Reality Check: Why Did Trump Abandon the Iran Nuclear Deal?
May 10, 2018 in News by RBN Staff
Source: Reality Check | By Ben Swann
President Trump announced Tuesday that the U.S. will pull out of the Iran nuclear deal. It is a campaign promise that he made repeatedly during the election.
Trump has said the Iran deal is the worst of all time, and instead of staying in it he’s going to impose new sanctions against Iran.
So why did Trump abandon the Iran deal? Was it truly a bad deal, or was there influence coming from Israel? And what could that influence mean for our future?
This is a Reality Check you won’t get anywhere else.
“The Iran deal is defective at its core. If we do nothing, we know exactly what will happen. In just a short period of time, the world’s leading state sponsor of terror, will be on the cusp of acquiring the world’s most dangerous weapons.”
That was President Trump on Tuesday announcing that just three years into the Joint Comprehensive Plan of Action, known as the Iran nuclear deal, the U.S. will abandon the agreement that got Iran, some say, to rein in its nuclear program.
But others say it was a terrible deal that sped up their nuclear ambitions.
So why did President Trump abandon the Iran deal? To understand that, we actually need to look back at our relationship with Iran. Here’s a quick history lesson to bring you up to speed.

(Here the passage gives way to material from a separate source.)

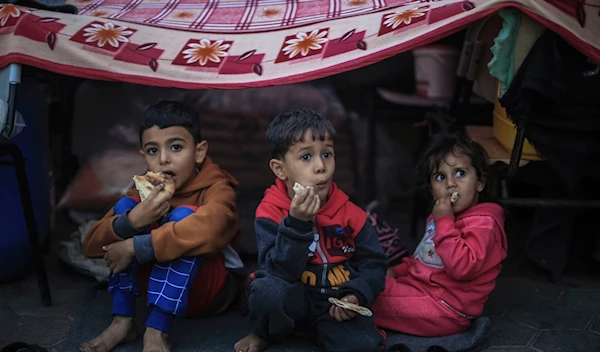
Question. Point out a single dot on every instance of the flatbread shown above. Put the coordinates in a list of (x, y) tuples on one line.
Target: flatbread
[(298, 188), (351, 306), (454, 197), (146, 183)]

In 1953, the CIA led Operation Ajax, a coup in Iran to overthrow the democratically elected Prime Minister Mosaddegh and to strengthen the monarchy led by the Shah.
After that, our government actually provided Iran a nuclear reactor fueled by highly-enriched uranium, under the Atoms for Peace program.
But then the shah was overthrown in 1979, and the U.S. stopped supplying Iran with highly enriched uranium.
Since then, our government has worked to prevent any nuclear development deal in the nation of Iran. It’s been going on for some time.
That is, until 2015, when the Obama Administration made a deal to allow Iran to keep a maximum of 660 pounds of low-enriched uranium through 2031 and drastically reduce the number of installed nuclear centerfuges.
As part of the deal, Iran has been under 24-hour surveillance by the International Atomic Energy Agency. In 2015, the IAEA found no credible evidence of nuclear bomb development. And the country has been under a very tight watch ever since.
But now, the U.S. pulling out of the deal, just as President Trump promised he would.
Yet a key reason that the president gave for quitting the Iran deal is alleged evidence from Israel that Iran was not in compliance.
Israeli Prime Minister Benjamin Netanyahu revealed on April 30 that Israeli spies had stolen Iranian nuclear plans. Yet, according to the New York Times, Netanyahu did not provide any evidence that Iran violated the agreement.
What you need to know is that Israel’s influence in President Trump’s decision is interesting. Those on the left say the Iran deal would have prevented a nuclear Iran. Those on the right say the Iran deal would have sped that process up. But that isn’t the question we should be asking. No, the real question is one I asked here exactly one month ago.
Is the U.S. being pulled into an all-out war with Iran and Syria?
Remember, in March the U.S. participated in a joint military exercise in Israel to play out a scenario of an Iranian attack. In April, Israel bombed Syria and injured Iranians, just days before the U.S. led targeted attacks on Syria. You see a theme here?
And now, just hours after the U.S. abandoned the Iran deal, Israeli air strikes targeted an Iranian position in Syria, with nine reported Iranian deaths. And in Israel, military forces are preparing for a possible Iranian attack.